2018 was quite a year for legislators seeking to license staffing and recruitment agencies. From Canada to Australia, lawmakers made moves to regulate the staffing sector. But does licensing work? There is no clear answer to that question as examples from several countries show.
Replacing a cumbersome regime: India
The Indian labor ministry has proposed amendments to the Contract Labour Regulation and Abolition Act, to introduce a mandatory national licensing scheme for all staffing firms, regardless of size. The new framework is set out in the draft Code on Occupational Safety Health and Working Conditions which, amalgamates 13 existing laws.
This is broadly welcomed by the staffing sector and users of contract labor because at present there is a cumbersome system for the procurement of contract labor. Currently, contract staffing companies have to procure a license for each and every job where they provide labor to a principal employer.
This is a tedious and time-consuming process, which has contributed to the majority of the staffing market being in the unorganized sector, depriving workers of social security benefits and employment rights. Out of 480 million workers in the country, just 10% are in the organized sector, so there are opportunities for staffing firms to improve the quality of work for a vast number of workers.
Cost-benefit analysis: UK
Licensing of temporary employment businesses and recruitment agencies existed in the UK from 1973 until 1995. The Employment Agencies Act 1973 introduced a scheme where all recruitment businesses were required to apply for a license by paying a fee and demonstrating compliance with certain other rules, such as not charging jobseekers for their work-finding services. The act followed similar regimes in other European countries, such as the German Arbeitnehmerüberlassungsgesetz of 1972.
However, whereas licensing continued across Europe, the Conservative government in the UK embarked on a drive to deregulate sectors where the cost and effort of administration outweighed the benefits of issuing licenses. The view at the time was that the system penalized those businesses that were diligent in complying with the law and did nothing to deter the rogue traders. The system was abolished by the Deregulation and Contracting Out Act 1994, relying instead on self-regulation by sector bodies and enforcement of regulations by the government body, the Employment Agency Standards Inspectorate.
That is not the end of the story. Following a tragic incident in 2004, when 23 Chinese migrant workers drowned while picking cockles on a beach in England, a form of licensing was revived for so-called “gangmasters.” Arguably, the Gangmasters Licensing Act, passed in 2006 with a remit limited to the agriculture, fishing and packaging industries, has done relatively little to crack down on worker abuses, with just 96 offenders prosecuted for failing to have a license or related offenses over 10 years.
Opposing views: Australia
Labor market abuses in Australia led two states, Queensland and Victoria, to introduce licensing schemes within the last year. However, South Australia’s labor government’s scheme, introduced in March, was repealed by the incoming liberal party by the end of the year. This reversal could be seen as a win for the staffing industry as the main trade bodies for the staffing, or labor hire, industry had lobbied hard to oppose licensing.

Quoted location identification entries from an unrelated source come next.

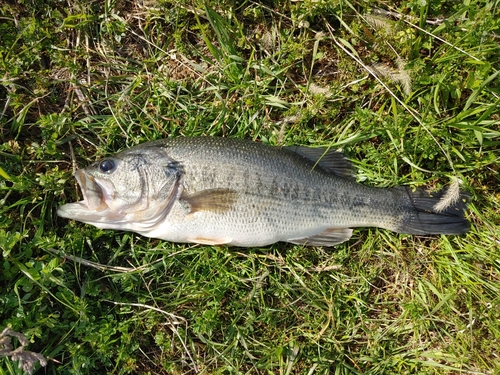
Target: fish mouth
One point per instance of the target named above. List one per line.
(94, 207)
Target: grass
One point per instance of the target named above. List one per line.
(409, 90)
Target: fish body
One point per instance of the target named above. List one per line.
(224, 191)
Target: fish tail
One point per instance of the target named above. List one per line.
(440, 212)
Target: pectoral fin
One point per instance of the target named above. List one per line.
(329, 237)
(213, 200)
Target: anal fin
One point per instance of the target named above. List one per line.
(329, 237)
(210, 241)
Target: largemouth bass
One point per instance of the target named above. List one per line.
(224, 191)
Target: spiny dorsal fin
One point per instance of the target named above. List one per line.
(329, 237)
(331, 161)
(214, 200)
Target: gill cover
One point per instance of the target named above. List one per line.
(134, 190)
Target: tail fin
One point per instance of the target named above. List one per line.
(433, 213)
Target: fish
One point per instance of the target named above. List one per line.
(225, 191)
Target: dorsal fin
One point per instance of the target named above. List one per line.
(331, 161)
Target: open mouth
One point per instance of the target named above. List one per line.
(95, 204)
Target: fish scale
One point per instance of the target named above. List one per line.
(226, 191)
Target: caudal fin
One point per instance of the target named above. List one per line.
(433, 213)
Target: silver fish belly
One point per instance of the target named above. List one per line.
(223, 191)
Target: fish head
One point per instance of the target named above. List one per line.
(133, 190)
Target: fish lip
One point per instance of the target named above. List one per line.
(94, 196)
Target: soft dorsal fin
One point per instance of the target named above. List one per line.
(331, 161)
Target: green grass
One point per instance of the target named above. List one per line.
(411, 93)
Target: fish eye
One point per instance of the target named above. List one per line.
(107, 166)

The Recruitment, Consulting and Staffing Association Australia & New Zealand argued for self-regulation of the on-hire worker services sector, via a voluntary code of practice. APSCo Australia argued against an all-encompassing licensing scheme across every sector of labor hire when the majority of professional staffing and contracting companies in the sector were compliant; and another layer of regulation increases both administration and costs.
Limited scope: Canada
Also in the past few months, both British Columbia and Quebec have passed laws that introduce a licensing scheme for staffing firms placing foreign temporary workers. Migrant workers are likely to be more vulnerable than indigenous workers and open to exploitation, so these schemes provide an assurance to those people coming to work in Canada.
“Workers coming to BC want to feel safe, confident their rights are protected, and that abusive employers will be held accountable,” said Harry Bains, Minister of Labour.
It seems that opinion is divided as to the effectiveness of a licensing scheme but that may depend on the reasons why it is introduced. Where the scheme improves the experience of employers and protects workers, there are obvious benefits, but licensing may be open to criticism if it fails to tackle the underlying abuses in the labor market caused by those who are determined to flout the law.